D'autres études ont tenté d‟élucider le rôle précis de l'OPN dans la résorption osseuse et ont impliqué le CD44, un récepteur cellulaire de surface pour l‟OPN (Chellaiah et al., 2003) (Suzuki et al., 2002). L‟interaction de l‟OPN au récepteur αvβ3 présent à la surface des ostéoclastes stimule l‟activité de la 3-kinase phosphatidyl inositol (PI3K) hydroxyle (Hruska et al., 1995). Cette interaction est inhibée par le Ca2+ (Hu et al., 1995b), suggérant un mécanisme de régulation, car la résorption ostéoclastique augmente considérablement la concentration locale des ions de calcium. In vitro, les ostéoclastes isolés à partir des souris déficientes en OPN, présentent une hypomotilité résultant en partie de la diminution de l‟expression du CD44 (Chellaiah and Hruska, 2003). L‟ajout d‟OPN exogène stimule l‟expression du CD44 et restaure partiellement la résorption osseuse (Chellaiah et al., 2003). Plusieurs effets de l‟OPN sur la fonction ostéoclastique requièrent la phosphorylation de la protéine. La phosphorylation de l‟OPN par la caséine kinase II augmente l‟adhésion des ostéoclastes, mais pas celle des ostéoblastes (Katayama et al., 1998). En contrepartie, la déphosphorylation de l‟OPN par la Tartrate Résistante Acide Phosphate (TRAP) induit un détachement des ostéoclastes in vitro (Ek-Rylander et al., 1994).

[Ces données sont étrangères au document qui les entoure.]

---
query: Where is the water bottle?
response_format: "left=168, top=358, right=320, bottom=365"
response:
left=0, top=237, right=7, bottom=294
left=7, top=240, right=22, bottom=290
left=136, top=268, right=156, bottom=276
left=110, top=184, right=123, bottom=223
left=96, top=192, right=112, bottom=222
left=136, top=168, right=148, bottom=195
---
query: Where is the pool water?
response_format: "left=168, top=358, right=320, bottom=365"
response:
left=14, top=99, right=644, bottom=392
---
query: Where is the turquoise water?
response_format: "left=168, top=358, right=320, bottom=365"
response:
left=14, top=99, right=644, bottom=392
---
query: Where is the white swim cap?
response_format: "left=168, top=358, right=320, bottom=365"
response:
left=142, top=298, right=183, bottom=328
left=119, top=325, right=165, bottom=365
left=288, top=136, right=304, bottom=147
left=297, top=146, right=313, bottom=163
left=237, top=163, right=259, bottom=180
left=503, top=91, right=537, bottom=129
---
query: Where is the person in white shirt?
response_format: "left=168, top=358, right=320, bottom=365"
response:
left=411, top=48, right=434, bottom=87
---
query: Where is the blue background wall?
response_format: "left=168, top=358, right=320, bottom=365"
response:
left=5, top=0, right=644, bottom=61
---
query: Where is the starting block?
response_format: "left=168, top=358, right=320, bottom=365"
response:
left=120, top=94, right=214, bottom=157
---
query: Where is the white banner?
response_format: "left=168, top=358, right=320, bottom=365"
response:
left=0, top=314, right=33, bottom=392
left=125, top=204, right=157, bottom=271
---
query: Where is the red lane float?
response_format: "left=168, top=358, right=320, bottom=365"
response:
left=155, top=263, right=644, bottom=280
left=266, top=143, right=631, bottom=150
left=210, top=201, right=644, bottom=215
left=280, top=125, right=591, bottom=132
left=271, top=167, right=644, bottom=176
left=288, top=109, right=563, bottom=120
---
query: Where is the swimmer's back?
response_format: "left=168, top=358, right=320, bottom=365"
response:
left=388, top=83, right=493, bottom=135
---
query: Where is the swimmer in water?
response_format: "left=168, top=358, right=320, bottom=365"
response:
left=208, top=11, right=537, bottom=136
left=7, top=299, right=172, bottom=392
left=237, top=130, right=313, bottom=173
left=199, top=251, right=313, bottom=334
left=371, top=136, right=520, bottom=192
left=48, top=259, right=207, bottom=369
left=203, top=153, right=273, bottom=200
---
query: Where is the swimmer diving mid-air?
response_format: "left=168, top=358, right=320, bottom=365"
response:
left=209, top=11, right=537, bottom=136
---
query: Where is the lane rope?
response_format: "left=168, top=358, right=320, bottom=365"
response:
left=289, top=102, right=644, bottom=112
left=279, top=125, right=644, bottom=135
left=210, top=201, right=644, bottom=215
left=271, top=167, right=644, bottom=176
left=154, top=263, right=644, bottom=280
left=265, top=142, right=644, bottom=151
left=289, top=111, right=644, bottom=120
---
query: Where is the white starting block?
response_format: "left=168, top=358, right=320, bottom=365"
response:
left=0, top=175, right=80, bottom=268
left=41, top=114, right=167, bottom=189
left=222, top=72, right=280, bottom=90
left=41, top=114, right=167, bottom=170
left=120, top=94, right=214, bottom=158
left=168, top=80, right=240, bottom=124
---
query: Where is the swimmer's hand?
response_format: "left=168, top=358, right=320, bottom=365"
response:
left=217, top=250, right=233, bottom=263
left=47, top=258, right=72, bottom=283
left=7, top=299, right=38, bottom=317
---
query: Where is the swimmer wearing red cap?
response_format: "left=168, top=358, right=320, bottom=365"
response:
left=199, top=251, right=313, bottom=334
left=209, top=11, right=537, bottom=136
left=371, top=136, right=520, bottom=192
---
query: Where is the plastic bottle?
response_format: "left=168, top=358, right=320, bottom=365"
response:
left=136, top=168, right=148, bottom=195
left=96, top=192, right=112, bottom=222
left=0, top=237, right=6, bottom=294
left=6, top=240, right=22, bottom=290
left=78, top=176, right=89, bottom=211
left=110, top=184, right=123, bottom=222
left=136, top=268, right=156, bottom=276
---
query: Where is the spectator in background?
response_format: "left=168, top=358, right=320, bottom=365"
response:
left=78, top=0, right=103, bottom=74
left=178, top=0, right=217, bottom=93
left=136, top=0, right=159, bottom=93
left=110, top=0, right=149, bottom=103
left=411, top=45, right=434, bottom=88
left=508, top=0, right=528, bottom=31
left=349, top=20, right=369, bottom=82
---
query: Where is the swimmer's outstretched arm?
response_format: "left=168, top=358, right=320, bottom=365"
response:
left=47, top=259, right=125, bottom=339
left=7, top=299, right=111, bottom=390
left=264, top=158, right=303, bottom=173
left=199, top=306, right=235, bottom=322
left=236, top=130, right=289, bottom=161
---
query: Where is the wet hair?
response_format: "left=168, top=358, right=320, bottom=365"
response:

Contrairement aux effets de l‟OPN sur les fonctions des ostéoclastes, les effets de la protéine sur la différenciation et la fonction des ostéoblastes ne sont pas aussi clairs. Il a été suggéré que la majorité de l‟OPN dans l'os est synthétisé par ostéoblastes au cours du remodelage osseux (McKee and Nanci, 1996b). Ceci est appuyé par une expression biphasique de l‟OPN au cours de la différenciation des ostéoblastes in vitro. En effet l‟OPN est exprimée fortement à des stades précoces de prolifération des progéniteurs/préostéoblastes, puis à nouveau de manière intense par les ostéoblastes différenciés (Owen et al., 1990). Chez le rat au moins, le premier pic correspond à une protéine d‟un poids moléculaire de 55 kDa, contenant peu de sites de sulfatation et de phosphorylation, tandis que les ostéoblastes différenciés/minéralisants secrètent une OPN d‟un poids moléculaire de 44 kDa et hautement phosphorylée et sulfatée (Sodek et al., 1995 ; Boskey, 1995).

Les études utilisant les souris OPN-/-, suggèrent un rôle de cette protéine dans la régulation de la fonction ostéoblastique. En effet la diminution de la formation osseuse observée après la suspension de la queue des souris sauvages n‟est pas observée chez les souris déficientes en OPN (Ishijima et al., 2002). Des études in vitro sur des cultures d‟ostéoblastes, ont monté que l‟OPN recombinante augmente leur prolifération et leur différenciation (Jang and Kim, 2005), et la surexpression d‟OPN dans la lignée pré-ostéoblastique MC3T3-E1 diminue à la fois la prolifération et le dépôt de minéraux (Huang et al., 2004).

Comme indiqué plus haut, l‟OPN est également un régulateur de la formation et de la croissance des cristaux d‟hydroxyapatite. En accord avec l‟hyperminéralisation des souris OPN-/-, l‟OPN apparaît dans les expériences in vitro comme un inhibiteur de la formation de l‟hydroxyapatite et sa déphosphorylation enzymatique réduit cette activité inhibitrice (Boskey et al., 1993; Hunter et al., 1996). Une récente étude a démontré que la forme phsophorylée du peptide ASARM de l‟OPN inhibe la minéralisation de la matrice extracellulaire dans des cultures de cellules MC3T3-E1 in vitro. Cette inhibition peut être levée par une digestion protéolytique du peptide ASARM par PHEX (Addison et al., 2010).